Quand Alain entra dans la cour, avec son carrosse tout resplendissant de lumière et ses deux compagnes, ce fut comme si le soleil venait lui-même d’y faire irruption, sur son char. Les deux frères aînés et leurs princesses, éblouis de tant de lumière et de beauté, et crevant de dépit de voir dans quel attirail revenait leur cadet, se cachèrent les yeux avec leurs mains. Le vieux roi, souffrant et morose auparavant, se sentit tout ragaillardi, et descendit lestement dans la cour, pour recevoir Alain et sa société.
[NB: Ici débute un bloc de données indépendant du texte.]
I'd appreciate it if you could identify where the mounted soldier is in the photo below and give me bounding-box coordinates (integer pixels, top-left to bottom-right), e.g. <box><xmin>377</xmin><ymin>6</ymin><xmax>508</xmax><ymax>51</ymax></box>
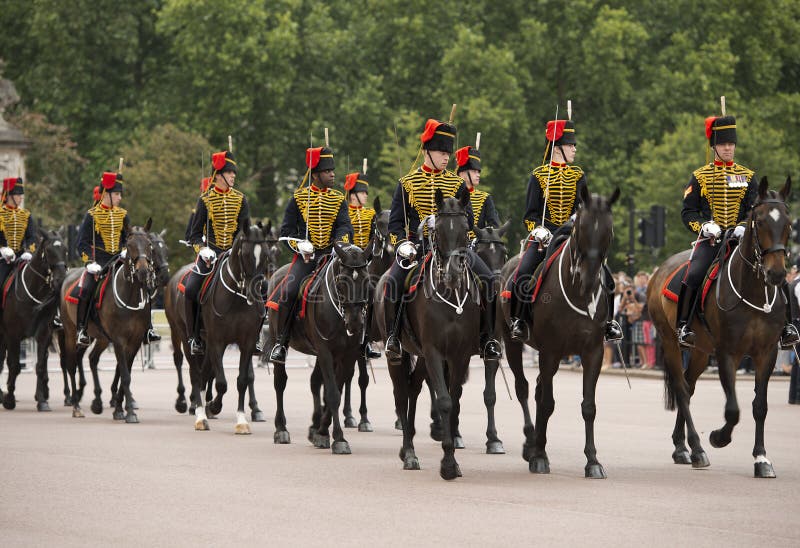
<box><xmin>344</xmin><ymin>158</ymin><xmax>381</xmax><ymax>359</ymax></box>
<box><xmin>504</xmin><ymin>120</ymin><xmax>622</xmax><ymax>342</ymax></box>
<box><xmin>675</xmin><ymin>109</ymin><xmax>800</xmax><ymax>348</ymax></box>
<box><xmin>385</xmin><ymin>119</ymin><xmax>502</xmax><ymax>360</ymax></box>
<box><xmin>267</xmin><ymin>146</ymin><xmax>353</xmax><ymax>364</ymax></box>
<box><xmin>184</xmin><ymin>150</ymin><xmax>248</xmax><ymax>355</ymax></box>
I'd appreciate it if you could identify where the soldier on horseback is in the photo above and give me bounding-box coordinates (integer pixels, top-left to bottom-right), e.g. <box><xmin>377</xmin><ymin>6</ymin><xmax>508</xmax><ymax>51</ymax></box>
<box><xmin>385</xmin><ymin>119</ymin><xmax>502</xmax><ymax>360</ymax></box>
<box><xmin>267</xmin><ymin>146</ymin><xmax>353</xmax><ymax>363</ymax></box>
<box><xmin>676</xmin><ymin>115</ymin><xmax>800</xmax><ymax>348</ymax></box>
<box><xmin>504</xmin><ymin>120</ymin><xmax>622</xmax><ymax>341</ymax></box>
<box><xmin>0</xmin><ymin>177</ymin><xmax>36</xmax><ymax>296</ymax></box>
<box><xmin>184</xmin><ymin>150</ymin><xmax>248</xmax><ymax>355</ymax></box>
<box><xmin>344</xmin><ymin>165</ymin><xmax>381</xmax><ymax>359</ymax></box>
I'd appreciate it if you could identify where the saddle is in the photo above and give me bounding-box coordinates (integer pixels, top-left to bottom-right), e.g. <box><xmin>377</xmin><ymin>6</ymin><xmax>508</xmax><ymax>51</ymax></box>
<box><xmin>661</xmin><ymin>238</ymin><xmax>737</xmax><ymax>310</ymax></box>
— A toi ma couronne et mon royaume, mon fils Alain ! s’écria-t-il.

Puis, il présenta la main aux princesses, pour les aider à descendre, et les conduisit dans le palais. Les deux princes aînés et leurs princesses allèrent se cacher, de honte et de dépit.

Cependant il leur fallut assister à un grand festin que fit préparer le roi, et auquel il invita toute la cour et les grands du royaume.

Pendant le repas, la belle princesse d’Alain mettait dans son tablier un morceau de tous les plats que l’on servait ; ce que voyant les princesses de ses frères, elles voulurent l’imiter. Quand on se leva de table, elle dit qu’elle voulait faire son petit cadeau à tous les convives, et même aux domestiques. Et plongeant sa main droite dans son tablier que, de sa gauche, elle tenait relevé sur sa poitrine, elle en retirait à chaque fois des bagues d’or, des perles, des diamants, des fleurs, et les distribuait libéralement, à l’étonnement et à la grande satisfaction de chacun.

Les deux autres princesses voulurent l’imiter encore en cela. Mais, hélas ! au lieu de bagues d’or, de perles, de diamants et de belles fleurs parfumées, elles ne retiraient de leurs tabliers que ce qu’elles y avaient mis, c’est-à-dire de la viande, des saucisses, des boudins et autres mangeailles semblables. Leurs belles robes étaient toutes souillées par la graisse et les sauces qui en découlaient. Accueillies par des éclats de rire universels, les chiens et les chats les poursuivirent, et mirent leurs vêtements en lambeaux. Elles s’enfuirent avec leurs amants, tout couverts de confusion et furieux, et ne reparurent plus.

On célébra ensuite les noces d’Alain et de sa belle princesse, et les fêtes, les jeux et les festins durèrent un mois entier.


(Conté par Marguerite Philippe. — 21 juillet 1871.)




  1. Les frères, dans nos contes populaires, sont ordinairement au nombre de trois ; souvent aussi ils sont plus nombreux, et il s’y mêle parfois une sœur. C’est toujours le cadet, ou le bossu, qui mène à bonne fin les entreprises où ses aînés ont échoué.